Moi Bakayoko, apôtre de la Françafrique, mis à part pour œuvrer à l’avènement du nouvel ordre mondial, je suis prêt à tout pour accomplir ma mission. Oui, j’ai annoncé au monde que le taux de participation aux législatives tournait autour de 36%. Sûrement que mon jeune frère Hamed avait sursauté lorsqu’il a entendu ce chiffre. En effet, c’est bien lui qui, reconnaissant la faiblesse de ce taux, devant les cameras de France 24, a dit que l’enjeu était que l’élection s’est déroulée dans un climat de paix et de sérénité. C’est bien lui qui répondant au journaliste français a dit : « oui, il n’y a pas eu une grande influence ». Evidemment, je n’ai pas apprécié la précipitation avec laquelle il a reconnu la petitesse du taux de participation. Mais, je le comprends, Hamed est jeune et n’a pas encore la maturité qui est la mienne.

Je remarque que, malgré le gonflage du taux de participation, les Ivoiriens ont gardé le silence. De mauvais esprits disent que ce silence est ici synonyme de dépit et de mépris ; car, souvent, le silence est plus fort que les paroles. Mais, moi je suis un Bakayoko et je n’ai que faire de leurs états d’âme. Le plus important est que le gouverneur soit content de moi et que notre dieu, le Coq gaulois, soit contenté. Ce dernier d’ailleurs m’a donné un coup de fil pour me féliciter chaleureusement.

Chers amis qui rêvez de jouir des délices découlant du service des maîtres du monde, je vous conseille de marcher sur votre honneur, de sacrifier votre dignité, de piétiner vos scrupules.

Vous savez, les maîtres de ce monde adorent les Nègres comme moi.

Les Nègres sans personnalité.

Les Nègres malléables à souhait.

Les Nègres abonnés à la couardise et à la poltronnerie.

Les Nègres prêts à tout pour assouvir leurs intérêts égoïstes.

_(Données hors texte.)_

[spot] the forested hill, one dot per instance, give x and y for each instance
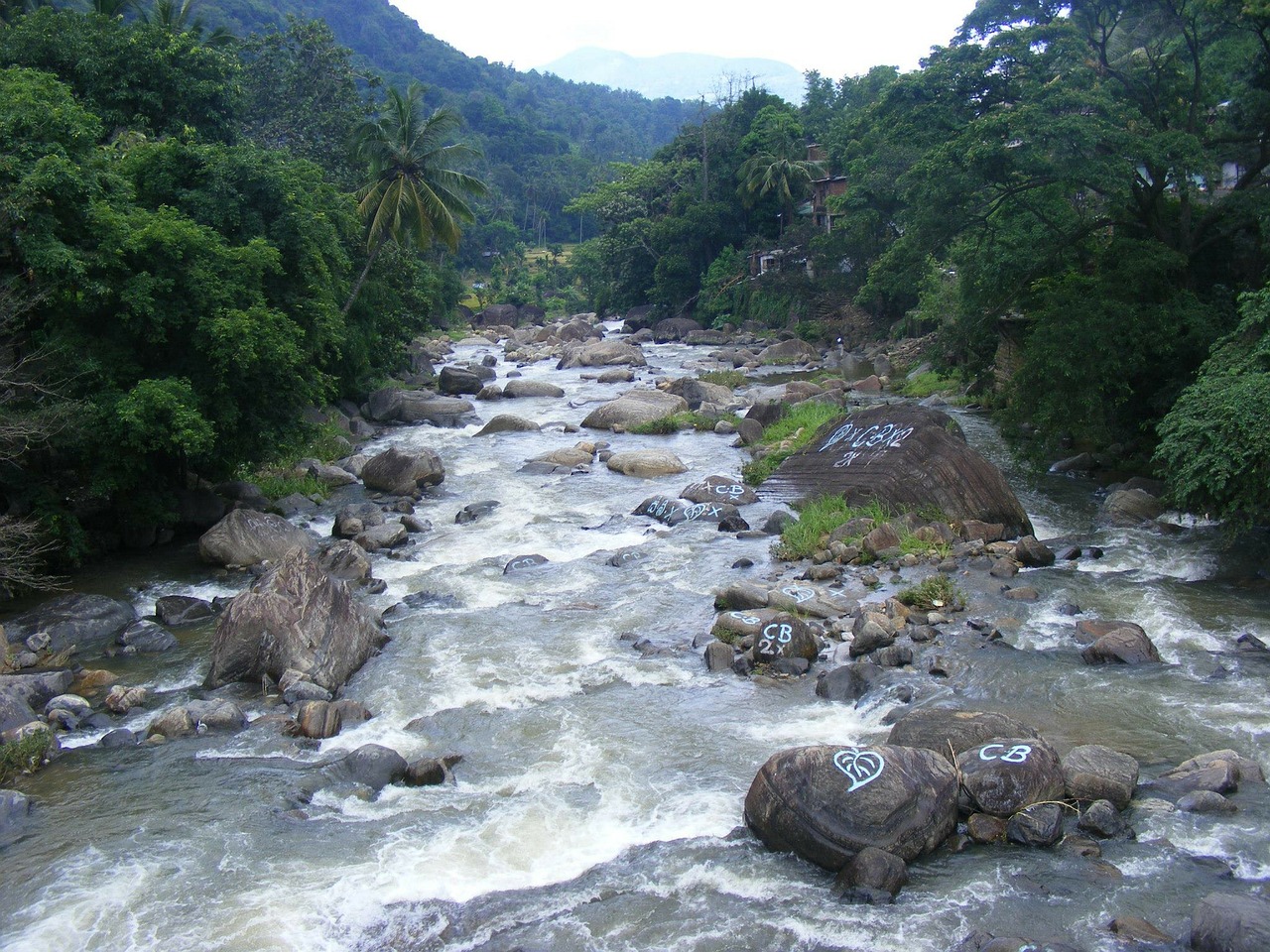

Dans quelques mois, nous irons aux élections municipales. Et, Dieu seul sait ce que je réserve au monde, si je suis toujours à mon poste. Soyez sûr d’une chose : je suis libre de donner les chiffres que je veux ; le plus important est que je satisfasse ceux que je sers.

Si quelqu’un d’autre vient vous prêcher un autre évangile, je vous demande de le rejeter, de le lapider. Ceux qui prêchent la souveraineté et la liberté, ceux qui clament partout la nécessité de conserver les richesses de l’Afrique aux Africains ignorent que leur combat est perdu d’avance. Il n’y a qu’un seul dieu : le Coq gaulois. Il n’y a qu’un seul sauveur : Ouattara.

Que les maîtres du monde qui se battent tous les jours aux prix de milliers de vie d’Arabes et de Nègres aient pitié de nous et qu’ils nous jettent quelques miettes afin que nous ne mourions de faim et de soif.

Africains, Africaines,

voilà ce que je tenais à partager avec vous, surtout avec ceux qui n’ont pas encore compris que c’est en servant les intérêts des impérialistes des maîtres du monde que notre continent pourrait recueillir pour notre développement, quelques dividendes, aussi maigres qu’elles soient, du nouvel Ordre Mondial en construction. Je vous remercie.

Youssouf Bakayoko, président de la CEI.